Very large diagrams (20+ nodes with dense interconnections) become unreadable regardless of rendering quality. For these, recommend the user decompose into multiple subfigures or use hierarchical zoom-in panels.
Domain-specific notation (circuit diagrams, chemical structures, musical scores) requires specialized rendering libraries beyond standard matplotlib. Direct the user to domain tools (Circuitikz, RDKit, Lilypond).
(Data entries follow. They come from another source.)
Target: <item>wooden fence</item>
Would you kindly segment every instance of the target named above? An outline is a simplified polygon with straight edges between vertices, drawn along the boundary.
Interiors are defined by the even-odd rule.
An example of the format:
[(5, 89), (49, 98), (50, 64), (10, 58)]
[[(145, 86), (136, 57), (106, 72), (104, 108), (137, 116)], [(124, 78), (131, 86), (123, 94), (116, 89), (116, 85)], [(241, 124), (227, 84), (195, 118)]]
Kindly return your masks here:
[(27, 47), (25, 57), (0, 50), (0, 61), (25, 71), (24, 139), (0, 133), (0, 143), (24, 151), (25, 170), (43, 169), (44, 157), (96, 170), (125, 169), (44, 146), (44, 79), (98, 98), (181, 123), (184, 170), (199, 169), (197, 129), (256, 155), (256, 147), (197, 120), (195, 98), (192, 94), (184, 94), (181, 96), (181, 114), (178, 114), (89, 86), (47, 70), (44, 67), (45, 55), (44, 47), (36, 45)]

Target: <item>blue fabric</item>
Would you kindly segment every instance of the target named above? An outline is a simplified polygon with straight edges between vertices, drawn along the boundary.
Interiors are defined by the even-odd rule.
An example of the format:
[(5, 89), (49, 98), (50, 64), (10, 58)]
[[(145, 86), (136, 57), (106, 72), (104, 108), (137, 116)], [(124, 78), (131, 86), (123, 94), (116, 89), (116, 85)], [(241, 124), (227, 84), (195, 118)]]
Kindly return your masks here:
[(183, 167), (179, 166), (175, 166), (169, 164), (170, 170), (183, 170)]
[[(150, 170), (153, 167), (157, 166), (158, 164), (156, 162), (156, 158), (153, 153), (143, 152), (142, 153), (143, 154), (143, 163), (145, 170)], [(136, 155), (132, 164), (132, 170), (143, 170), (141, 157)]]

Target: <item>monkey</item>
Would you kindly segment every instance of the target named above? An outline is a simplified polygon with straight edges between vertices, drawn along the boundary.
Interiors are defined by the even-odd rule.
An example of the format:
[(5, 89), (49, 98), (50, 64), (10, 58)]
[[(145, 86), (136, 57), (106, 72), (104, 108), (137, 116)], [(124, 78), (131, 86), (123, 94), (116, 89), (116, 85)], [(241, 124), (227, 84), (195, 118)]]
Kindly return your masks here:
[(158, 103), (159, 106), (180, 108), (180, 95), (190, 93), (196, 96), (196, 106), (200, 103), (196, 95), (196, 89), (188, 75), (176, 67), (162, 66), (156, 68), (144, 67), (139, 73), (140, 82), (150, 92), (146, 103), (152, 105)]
The self-critique loop relies on Claude's visual understanding. If Claude cannot view rendered images in the current environment, the critique step must operate on the code structure rather than the visual output, reducing its effectiveness at catching layout/spacing issues.

Reference

PaperBanana: Automating Academic Illustration for AI Scientists — Zhu et al., 2026. Key sections: the five-agent pipeline architecture (Retriever, Planner, Stylist, Visualizer, Critic), the dual rendering strategy (code vs. image generation), and the PaperBananaBench evaluation showing that iterative self-critique improves faithfulness and conciseness over single-pass baselines.